Teresa de Sousa, no Público de hoje, titula a sua crónica com um Estamos a viver a "normalização" da extrema-direita. Por "normalização" entende o crescimento dos partidos da extrema-direita e da direita radical um pouco por toda a Europa. Ora, esta constatação insere-se numa imensa literatura, jornalística e académica, sobre a ascensão do radicalismo de direita e da crise da democracia liberal. Talvez o melhor caminho para perceber o que se está a passar não seja focar o olhar na extrema-direita, mas na crise que atravessa a visão liberal tanto ao nível interno dos países democráticos como ao nível geopolítico, onde a ordem liberal está a ser consistentemente desafiada pelos regimes autoritários.
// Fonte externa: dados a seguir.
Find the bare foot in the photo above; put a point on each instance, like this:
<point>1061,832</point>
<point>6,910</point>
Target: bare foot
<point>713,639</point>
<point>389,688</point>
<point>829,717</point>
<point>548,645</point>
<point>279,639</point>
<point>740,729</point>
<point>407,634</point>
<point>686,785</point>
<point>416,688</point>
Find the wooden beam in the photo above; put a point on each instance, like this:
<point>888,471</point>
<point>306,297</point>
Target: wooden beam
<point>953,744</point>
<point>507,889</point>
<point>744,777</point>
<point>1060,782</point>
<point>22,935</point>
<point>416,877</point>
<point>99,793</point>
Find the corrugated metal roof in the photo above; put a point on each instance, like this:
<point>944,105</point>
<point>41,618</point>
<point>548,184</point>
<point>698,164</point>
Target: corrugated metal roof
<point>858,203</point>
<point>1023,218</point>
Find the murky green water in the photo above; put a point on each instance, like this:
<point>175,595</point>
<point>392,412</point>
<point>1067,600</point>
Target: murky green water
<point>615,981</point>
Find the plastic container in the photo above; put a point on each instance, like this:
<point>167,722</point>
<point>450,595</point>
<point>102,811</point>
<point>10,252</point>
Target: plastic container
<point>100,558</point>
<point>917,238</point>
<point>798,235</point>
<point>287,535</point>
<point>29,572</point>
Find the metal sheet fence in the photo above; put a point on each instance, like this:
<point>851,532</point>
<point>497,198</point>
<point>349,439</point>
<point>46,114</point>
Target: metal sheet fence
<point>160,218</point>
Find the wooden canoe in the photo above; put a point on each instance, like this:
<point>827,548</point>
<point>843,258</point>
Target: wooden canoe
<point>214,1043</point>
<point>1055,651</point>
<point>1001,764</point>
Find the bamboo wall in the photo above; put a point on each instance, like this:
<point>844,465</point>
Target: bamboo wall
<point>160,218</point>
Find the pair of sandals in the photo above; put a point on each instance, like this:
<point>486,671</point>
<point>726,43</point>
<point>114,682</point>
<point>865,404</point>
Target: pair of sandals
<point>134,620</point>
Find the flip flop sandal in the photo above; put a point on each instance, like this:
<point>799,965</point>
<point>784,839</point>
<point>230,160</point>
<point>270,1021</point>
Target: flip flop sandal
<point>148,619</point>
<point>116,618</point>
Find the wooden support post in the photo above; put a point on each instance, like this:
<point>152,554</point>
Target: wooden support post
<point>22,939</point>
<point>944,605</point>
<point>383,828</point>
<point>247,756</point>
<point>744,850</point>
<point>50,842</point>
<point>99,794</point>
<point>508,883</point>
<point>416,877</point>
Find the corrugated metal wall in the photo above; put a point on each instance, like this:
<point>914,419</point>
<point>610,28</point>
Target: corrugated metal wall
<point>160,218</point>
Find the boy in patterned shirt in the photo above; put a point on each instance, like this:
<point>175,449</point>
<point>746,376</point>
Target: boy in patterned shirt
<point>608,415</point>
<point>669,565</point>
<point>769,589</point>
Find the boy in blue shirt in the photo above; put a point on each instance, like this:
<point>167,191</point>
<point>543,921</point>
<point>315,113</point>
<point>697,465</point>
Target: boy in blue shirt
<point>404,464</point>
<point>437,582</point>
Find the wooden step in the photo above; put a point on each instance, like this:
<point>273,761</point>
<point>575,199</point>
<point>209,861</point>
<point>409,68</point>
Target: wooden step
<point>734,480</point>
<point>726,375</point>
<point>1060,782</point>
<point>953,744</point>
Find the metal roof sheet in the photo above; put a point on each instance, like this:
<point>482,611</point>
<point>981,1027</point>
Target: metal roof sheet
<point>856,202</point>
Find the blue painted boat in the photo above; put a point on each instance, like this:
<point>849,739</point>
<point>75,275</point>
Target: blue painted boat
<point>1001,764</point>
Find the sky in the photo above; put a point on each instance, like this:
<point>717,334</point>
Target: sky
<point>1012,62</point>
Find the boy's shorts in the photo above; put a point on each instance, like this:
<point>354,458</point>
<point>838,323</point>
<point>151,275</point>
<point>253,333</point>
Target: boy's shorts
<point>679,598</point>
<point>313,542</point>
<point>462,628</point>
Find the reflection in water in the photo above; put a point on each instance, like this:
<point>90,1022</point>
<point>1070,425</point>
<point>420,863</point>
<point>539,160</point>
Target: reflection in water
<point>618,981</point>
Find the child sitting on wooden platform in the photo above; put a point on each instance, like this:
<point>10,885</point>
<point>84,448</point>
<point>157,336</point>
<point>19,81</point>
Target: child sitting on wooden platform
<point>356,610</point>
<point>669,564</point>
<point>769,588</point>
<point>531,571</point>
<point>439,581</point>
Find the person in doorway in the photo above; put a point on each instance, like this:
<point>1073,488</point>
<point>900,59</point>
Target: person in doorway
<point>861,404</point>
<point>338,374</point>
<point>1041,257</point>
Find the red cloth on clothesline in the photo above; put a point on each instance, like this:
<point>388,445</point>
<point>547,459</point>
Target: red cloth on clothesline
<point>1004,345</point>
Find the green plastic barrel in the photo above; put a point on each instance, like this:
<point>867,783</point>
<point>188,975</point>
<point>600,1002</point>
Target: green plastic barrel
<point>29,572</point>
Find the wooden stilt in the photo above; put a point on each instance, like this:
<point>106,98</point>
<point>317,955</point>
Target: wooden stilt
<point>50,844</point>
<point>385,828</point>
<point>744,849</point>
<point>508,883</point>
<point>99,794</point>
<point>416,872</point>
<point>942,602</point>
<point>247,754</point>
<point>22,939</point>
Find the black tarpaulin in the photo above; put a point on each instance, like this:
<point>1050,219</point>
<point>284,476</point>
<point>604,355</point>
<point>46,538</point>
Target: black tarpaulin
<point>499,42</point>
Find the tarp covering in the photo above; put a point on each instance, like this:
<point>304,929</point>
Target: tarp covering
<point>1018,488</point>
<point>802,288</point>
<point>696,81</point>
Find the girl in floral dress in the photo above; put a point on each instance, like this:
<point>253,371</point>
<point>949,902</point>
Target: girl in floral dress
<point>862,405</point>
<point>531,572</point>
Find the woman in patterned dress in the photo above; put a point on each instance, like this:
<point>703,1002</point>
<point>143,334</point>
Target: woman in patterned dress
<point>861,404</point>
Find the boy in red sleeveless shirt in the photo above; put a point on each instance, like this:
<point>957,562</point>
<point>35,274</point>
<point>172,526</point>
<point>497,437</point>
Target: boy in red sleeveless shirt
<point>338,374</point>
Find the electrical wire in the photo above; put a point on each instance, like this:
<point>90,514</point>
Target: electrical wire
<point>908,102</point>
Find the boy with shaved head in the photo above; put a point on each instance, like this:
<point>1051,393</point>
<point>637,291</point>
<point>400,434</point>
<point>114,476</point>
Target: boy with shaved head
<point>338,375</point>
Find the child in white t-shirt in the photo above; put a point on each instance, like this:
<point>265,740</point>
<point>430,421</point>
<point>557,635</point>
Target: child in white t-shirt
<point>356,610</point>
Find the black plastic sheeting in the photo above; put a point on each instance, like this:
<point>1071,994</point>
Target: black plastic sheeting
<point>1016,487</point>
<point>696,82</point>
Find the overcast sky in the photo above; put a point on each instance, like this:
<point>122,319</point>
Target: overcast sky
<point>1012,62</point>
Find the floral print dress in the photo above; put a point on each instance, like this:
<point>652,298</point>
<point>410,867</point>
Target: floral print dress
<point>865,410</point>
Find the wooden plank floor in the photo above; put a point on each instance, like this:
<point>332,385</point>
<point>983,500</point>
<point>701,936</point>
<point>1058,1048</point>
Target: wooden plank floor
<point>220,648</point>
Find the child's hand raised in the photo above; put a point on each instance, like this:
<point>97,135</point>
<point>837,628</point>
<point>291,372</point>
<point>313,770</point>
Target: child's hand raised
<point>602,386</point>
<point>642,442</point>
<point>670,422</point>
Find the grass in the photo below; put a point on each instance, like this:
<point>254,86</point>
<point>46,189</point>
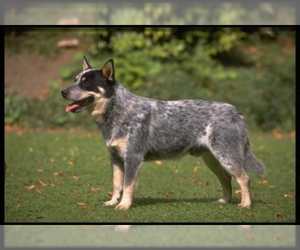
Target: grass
<point>150,236</point>
<point>66,177</point>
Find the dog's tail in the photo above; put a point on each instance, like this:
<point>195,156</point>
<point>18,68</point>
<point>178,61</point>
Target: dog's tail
<point>252,163</point>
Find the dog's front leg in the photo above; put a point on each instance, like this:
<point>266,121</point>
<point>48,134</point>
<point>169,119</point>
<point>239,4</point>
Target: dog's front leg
<point>132,169</point>
<point>118,179</point>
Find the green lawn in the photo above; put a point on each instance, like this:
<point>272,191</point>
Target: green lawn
<point>150,236</point>
<point>66,177</point>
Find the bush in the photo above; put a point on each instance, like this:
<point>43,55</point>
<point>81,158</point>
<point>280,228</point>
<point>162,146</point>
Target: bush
<point>244,68</point>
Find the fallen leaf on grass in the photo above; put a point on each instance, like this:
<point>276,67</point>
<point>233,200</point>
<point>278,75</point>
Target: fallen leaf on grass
<point>39,191</point>
<point>52,159</point>
<point>58,173</point>
<point>292,196</point>
<point>94,189</point>
<point>279,215</point>
<point>83,206</point>
<point>168,194</point>
<point>42,183</point>
<point>195,169</point>
<point>263,182</point>
<point>249,215</point>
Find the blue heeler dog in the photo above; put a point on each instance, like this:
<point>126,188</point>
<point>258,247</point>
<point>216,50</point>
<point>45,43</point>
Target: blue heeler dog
<point>138,129</point>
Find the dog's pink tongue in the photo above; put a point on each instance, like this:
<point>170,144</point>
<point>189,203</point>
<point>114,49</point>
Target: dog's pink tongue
<point>71,106</point>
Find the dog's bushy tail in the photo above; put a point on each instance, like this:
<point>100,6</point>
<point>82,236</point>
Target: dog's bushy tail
<point>252,163</point>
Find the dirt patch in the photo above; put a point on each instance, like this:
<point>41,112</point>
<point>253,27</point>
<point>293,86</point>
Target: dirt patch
<point>28,73</point>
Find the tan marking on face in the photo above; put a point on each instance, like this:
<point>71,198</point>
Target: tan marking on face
<point>120,144</point>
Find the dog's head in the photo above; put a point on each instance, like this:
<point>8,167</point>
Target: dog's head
<point>90,86</point>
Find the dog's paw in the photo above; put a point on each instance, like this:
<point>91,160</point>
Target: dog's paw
<point>123,206</point>
<point>110,203</point>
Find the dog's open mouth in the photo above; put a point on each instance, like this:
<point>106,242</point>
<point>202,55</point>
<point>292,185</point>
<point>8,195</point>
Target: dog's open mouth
<point>78,106</point>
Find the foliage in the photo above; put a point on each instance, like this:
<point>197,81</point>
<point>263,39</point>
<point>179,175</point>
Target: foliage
<point>13,108</point>
<point>231,65</point>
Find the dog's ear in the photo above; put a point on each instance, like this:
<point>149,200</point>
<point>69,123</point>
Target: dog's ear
<point>108,70</point>
<point>85,64</point>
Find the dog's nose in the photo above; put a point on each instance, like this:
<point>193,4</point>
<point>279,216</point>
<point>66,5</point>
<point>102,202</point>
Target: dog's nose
<point>64,93</point>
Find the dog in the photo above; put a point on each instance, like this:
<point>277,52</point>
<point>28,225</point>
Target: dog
<point>137,129</point>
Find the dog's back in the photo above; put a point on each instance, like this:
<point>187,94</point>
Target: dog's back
<point>136,129</point>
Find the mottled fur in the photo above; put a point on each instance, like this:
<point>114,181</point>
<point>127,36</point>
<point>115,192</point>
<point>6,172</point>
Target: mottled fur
<point>138,129</point>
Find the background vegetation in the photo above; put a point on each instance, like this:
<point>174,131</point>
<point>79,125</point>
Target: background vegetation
<point>152,12</point>
<point>251,68</point>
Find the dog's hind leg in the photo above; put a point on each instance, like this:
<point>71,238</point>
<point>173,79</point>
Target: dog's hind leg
<point>132,168</point>
<point>223,176</point>
<point>118,178</point>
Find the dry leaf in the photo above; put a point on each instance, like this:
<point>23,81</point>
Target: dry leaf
<point>42,183</point>
<point>58,173</point>
<point>263,182</point>
<point>292,196</point>
<point>279,215</point>
<point>94,189</point>
<point>168,194</point>
<point>39,191</point>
A extrema-direita e a direita radical crescem porque as políticas liberais - nos seus diversos níveis e não apenas no económico - não estão a responder com eficácia às perturbações sentidas pela comunidade política. Se se definir como objecto da política a gestão da autoprodução contínua de uma comunidade soberana, percebe-se que aquilo que está a assustar as pessoas e as leva para os braços dos radicais de direita é o temor não apenas da perda de soberania da sua comunidade política, mas também a sensação de que essa comunidade está a perder a sua identidade e, por isso, a perder a continuidade, isto é, a morrer. E não importa, do ponto de vista político, se a essas identidades são imaginárias ou se essa perda é, também ela, imaginária.
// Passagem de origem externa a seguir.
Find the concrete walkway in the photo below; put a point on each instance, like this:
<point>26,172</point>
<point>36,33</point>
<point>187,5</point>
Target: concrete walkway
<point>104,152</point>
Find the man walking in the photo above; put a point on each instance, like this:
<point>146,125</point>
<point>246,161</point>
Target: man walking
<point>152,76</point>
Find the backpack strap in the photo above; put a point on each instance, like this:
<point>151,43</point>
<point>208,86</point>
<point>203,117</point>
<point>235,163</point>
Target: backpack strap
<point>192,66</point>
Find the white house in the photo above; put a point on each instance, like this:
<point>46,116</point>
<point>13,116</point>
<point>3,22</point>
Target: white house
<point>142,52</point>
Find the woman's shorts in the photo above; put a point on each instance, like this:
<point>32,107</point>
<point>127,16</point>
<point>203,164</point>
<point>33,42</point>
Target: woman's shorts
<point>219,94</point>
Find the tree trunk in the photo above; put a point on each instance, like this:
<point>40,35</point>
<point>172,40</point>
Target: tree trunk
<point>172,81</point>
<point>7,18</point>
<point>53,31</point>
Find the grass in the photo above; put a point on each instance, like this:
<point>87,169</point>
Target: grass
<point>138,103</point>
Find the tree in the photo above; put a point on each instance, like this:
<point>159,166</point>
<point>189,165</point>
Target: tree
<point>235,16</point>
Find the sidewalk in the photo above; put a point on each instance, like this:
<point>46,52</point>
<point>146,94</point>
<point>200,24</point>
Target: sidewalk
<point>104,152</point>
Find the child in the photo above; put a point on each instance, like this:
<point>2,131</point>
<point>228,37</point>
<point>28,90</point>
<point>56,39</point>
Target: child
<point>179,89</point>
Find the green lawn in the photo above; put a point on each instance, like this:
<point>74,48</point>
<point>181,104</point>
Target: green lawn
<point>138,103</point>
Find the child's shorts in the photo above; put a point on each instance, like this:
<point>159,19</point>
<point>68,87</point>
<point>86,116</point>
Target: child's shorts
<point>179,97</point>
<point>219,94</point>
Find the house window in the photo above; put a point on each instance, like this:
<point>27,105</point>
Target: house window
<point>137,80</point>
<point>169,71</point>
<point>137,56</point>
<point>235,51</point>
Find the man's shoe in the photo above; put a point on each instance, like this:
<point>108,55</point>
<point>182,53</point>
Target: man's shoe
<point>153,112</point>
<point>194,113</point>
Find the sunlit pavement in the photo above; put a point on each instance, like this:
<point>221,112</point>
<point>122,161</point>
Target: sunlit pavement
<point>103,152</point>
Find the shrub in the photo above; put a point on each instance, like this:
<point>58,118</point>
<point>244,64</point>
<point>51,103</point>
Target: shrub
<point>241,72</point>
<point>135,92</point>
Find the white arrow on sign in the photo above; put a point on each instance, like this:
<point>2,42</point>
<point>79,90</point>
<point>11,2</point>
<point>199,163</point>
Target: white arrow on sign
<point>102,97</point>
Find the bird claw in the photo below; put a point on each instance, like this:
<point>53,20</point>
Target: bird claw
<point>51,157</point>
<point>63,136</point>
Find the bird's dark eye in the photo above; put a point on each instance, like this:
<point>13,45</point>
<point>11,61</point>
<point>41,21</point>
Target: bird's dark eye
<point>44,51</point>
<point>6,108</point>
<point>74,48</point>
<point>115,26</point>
O cosmopolitismo liberal fundado numa ideia de sociedade resultante de um contrato racional entre indivíduos, tradição que vai de Locke a Kant e aos liberais contemporâneos, está a ser incapaz de lidar com as pulsões comunitárias fundadas na história e na tradição, nas mitologias identitárias que alicerçam as comunidades políticas e que tinham a sua expressão política forte na figura do Estado-Nação. Nos anos noventa do século passado e no início deste, havia uma imensa literatura sobre a morte do Estado-Nação, nomeadamente, o europeu. Ora, talvez a notícia dessa morte fosse exagerada. O crescimento da extrema-direita e da direita radical parece a modalidade que tomou a resistência do Estado-Nação ao anúncio do seu desparecimento. Sem perceber isto, o projecto liberal, tomado na sua amplitude, será incapaz de lidar com a situação e perceber aquilo que nele está assustar as pessoas, levando-as a fazer escolhas que acabarão por deitar fora o bebé com a água do banho.